Ben profesyonel oyuncu olacağım, karakterlerimin kökenine ineceğim ve bu kısa ömürlü işten birşeyleri gerçek kılacağım dediğim zaman o noktaya geldim. Bu bana istediğim hayatı yaşamayı; çevrecilikte aktifliği ve dünyanın bir vatandaşı olmamı sağladı. Şöhret bir ayrıcalık değil, engel. Genellikle çoğu şeyi karmaşıklaştırıyor. Ben bir numaralı otellere, birinci sınıf uçuşlara, modacıların sana bi ton eşya göndermesine ve etraftaki binlerce kıza kanmamaya çalışıyorum...

Herşeye karşı koyabilir misin?

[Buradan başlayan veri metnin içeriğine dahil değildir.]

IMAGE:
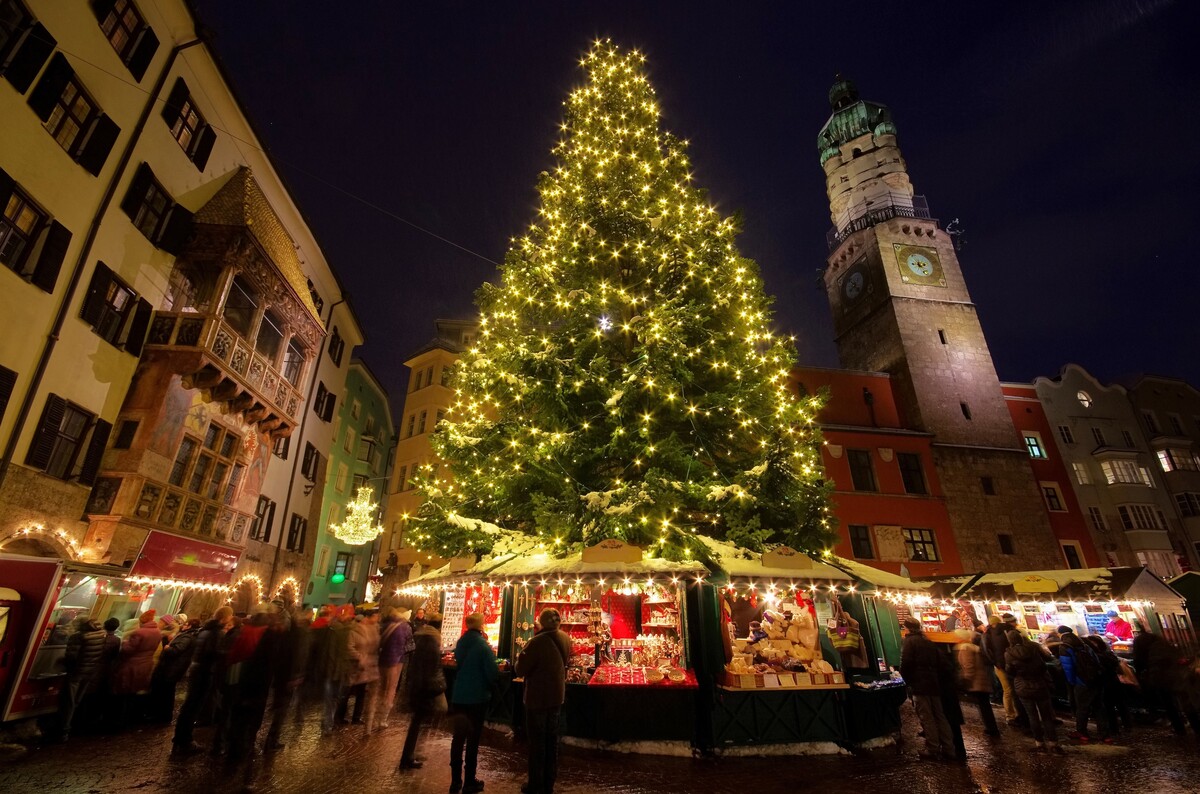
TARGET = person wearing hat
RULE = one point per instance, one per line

Geri çevirdiklerinle kendini tanımlayabilir misin? Dedikodulara karşı duyarsız mısın?

Benim özel hayatım, özeldir. Flörtlerim hakkında asla konuşmam. Kısa ve yüzeysel aşkların adamı değilim. Bayan arkadaşlarla olan ilişkilerim hakkında konuşmam, nasıl ki Kristen Stewart'la çıkan dedikodular hakkıda konuşmuyorsam. Onu takdir ediyorum çünkü o gerçek bir oyuncu, gerçek bir insan. Twilight'taki rolümü almama yardımcı olan şey Kristen'la aramızdaki kimyaydı. İnsanların ne New York'ta ne de Londra'da kiraladığım evlerin resimlerini çekmelerine izin vermiyorum. Los Angeles'tayken genellikle otellerde kalıyorum. Otellerin bilinmeyen odalarında rahatça yaşayabilirsin, özellikle de piyanosu varsa...

Stilini, giydiğin kıyafetleri nasıl değerleniyorsun?

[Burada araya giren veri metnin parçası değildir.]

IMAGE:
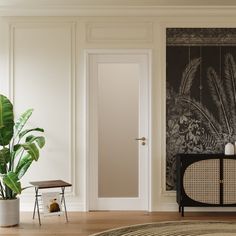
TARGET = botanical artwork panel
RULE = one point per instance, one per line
(200, 93)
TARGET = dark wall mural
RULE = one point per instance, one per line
(200, 92)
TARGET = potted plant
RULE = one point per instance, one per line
(18, 149)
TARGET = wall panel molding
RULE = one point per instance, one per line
(119, 32)
(71, 28)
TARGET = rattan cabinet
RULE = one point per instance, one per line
(205, 180)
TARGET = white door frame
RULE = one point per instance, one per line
(89, 144)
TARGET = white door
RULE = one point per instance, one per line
(118, 129)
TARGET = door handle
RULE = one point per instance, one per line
(142, 139)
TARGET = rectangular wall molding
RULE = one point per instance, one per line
(140, 32)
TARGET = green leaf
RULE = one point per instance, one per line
(4, 159)
(13, 182)
(40, 140)
(29, 130)
(23, 165)
(6, 120)
(20, 123)
(4, 156)
(32, 149)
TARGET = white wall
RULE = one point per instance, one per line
(42, 66)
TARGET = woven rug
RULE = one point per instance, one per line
(176, 228)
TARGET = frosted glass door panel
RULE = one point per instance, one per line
(118, 122)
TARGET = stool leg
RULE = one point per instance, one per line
(64, 201)
(34, 208)
(37, 204)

Calvin Klein, İngiliz ayakkabıları, tişörtler ve rahat kotlar giymeyi seviyorum. Her zaman James Dean'in görünüşünden etkilenmişimdir. Dün zerafet gelenekseldi bugün ise bireysel. Belki de bir denge bulmalıyız.

Dünya turunda aklındada kalan bir gezi?

Gözde mekanlara seyahat yapmamayı tercih ediyorum, daha çok güzel dinlenme tesisleri seçip, Amerika'nın kuytu köşelerinde kafeler bulan, güzel mekanlar seçmeyi bilen arkadaşlarımla öğrenciler gibi araba yolculukları yapmayı seviyorum. Twilight'ın hayatın tamamı olmadıgını bana öğreten normal insanlarla. Ayaklarımı yere sağlam basmak için geziyorum.

Peki gerçek dünyayla ilgileniyor musun?

Ben hala çevreci politika ve hayvanlarla, tercihen paparazinin beni takip etmedigi zamanlarda, ilgileniyorum. Bir köpeğim var, benim gerçek hayat arkadaşım, bu asla bir fotoğraf çekiminde olmayacak. Tüm bu hayvan huzuru meselesi kalbimin içinde; WFE'de çok fazla farklı yerlerde çalışmak gerçekten zevkliydi. Yani hayatımda demokratik ve liberal anlayışa sahibim.

Terbikler. Fakat bunun senin gibi ünlü bir aktör için süper-ciddi bir tavır olduğunu düşünmüyor musun?

Bu benim, sadece ben. Gündelik ilişkilerle ilgilenmiyorum. İnsanları tanımam gerek, burada varoluşsal bir açıklama yapmıyorum. Basitçe iki ya da üç çocuklu bir aile istiyorum. Eğlenceli değil, değil mi? Sadece filmlerimden beni tanıdıklarını sanan insanlardansa hayvanlarla konuşabilmeyi isterdim.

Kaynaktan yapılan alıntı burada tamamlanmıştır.